To keep going with this topic, the French Foreign Legion now present some of its training. There a different style of video (drills for rope climbing, conditionning, core, etc...). With this post, I'll give details for the core.

This is in line with the "philosophy" of my previous post: more volume oriented. The routine comes from the officer in charge of physical preparation. He created it, based on the field requirements. The guy did all the FFL conflicts in the 90's, so he knows his stuff and what the needs are:
- doable anywhere, anytime (no material needed)
- will work the entire core chain (transverse, obliques, front, etc...)
- will create some strength if done with full intensity and contraction (we have to contract as if we were to get a punch)
- will build endurance (necessary for wearing the gear)

I tried it once or twice (but not on a regular basis). This is way harder than it looks if we focus on full contraction and good form, and if we reduce the rest.

There are two circuits, with 3 minutes rest between them. It should last 15-20 minutes. It should be done twice a week.
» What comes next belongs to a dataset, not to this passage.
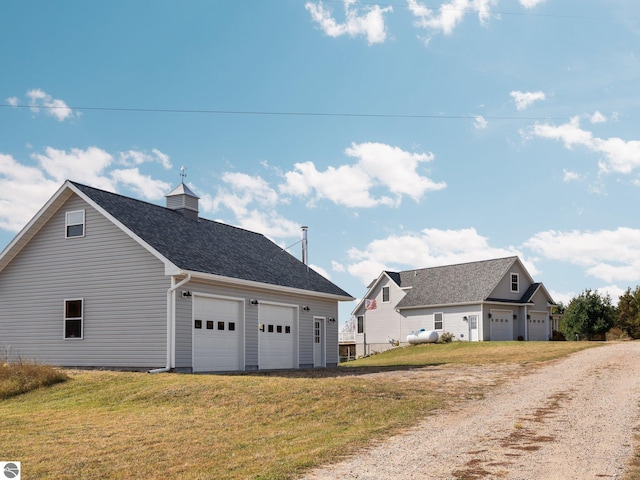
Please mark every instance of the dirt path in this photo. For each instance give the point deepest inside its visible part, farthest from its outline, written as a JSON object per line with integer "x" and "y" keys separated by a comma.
{"x": 571, "y": 419}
Circuit A : 3-4 rounds, no rest between exercises, 1 minute rest between rounds
- Rower (20-30)
- Russian twist (10 each side) (a small weight can be used)
- Sit up (20-30)
- Crunch (until almost failure)

Circuit B: 2-3 rounds, no rest between exercices, 45s rest between rounds
- Plank (30s)
- Side plank (30s)
- Side plank, other side (30s)
- Plank (30s)

Bonus (for aesthetics) (2 rounds)
twists with a broomstick behind the shoulders while leaning forward (no rounded back), neutral position, leaning backward. 40 reps per position

Kind regards,

Pet'
 
So, if I got it right, I do circuit A, which consist of 3-4 round, than I rest about 3 mikes and do circuit B 2-3 times? And this training should be repeated 2 times in a week?
 
Hello,

@mikhael
I may also give it a second shot as it does not last long and seems efficient. It would be a nice addition to my HLR routine to make it more well rounded'.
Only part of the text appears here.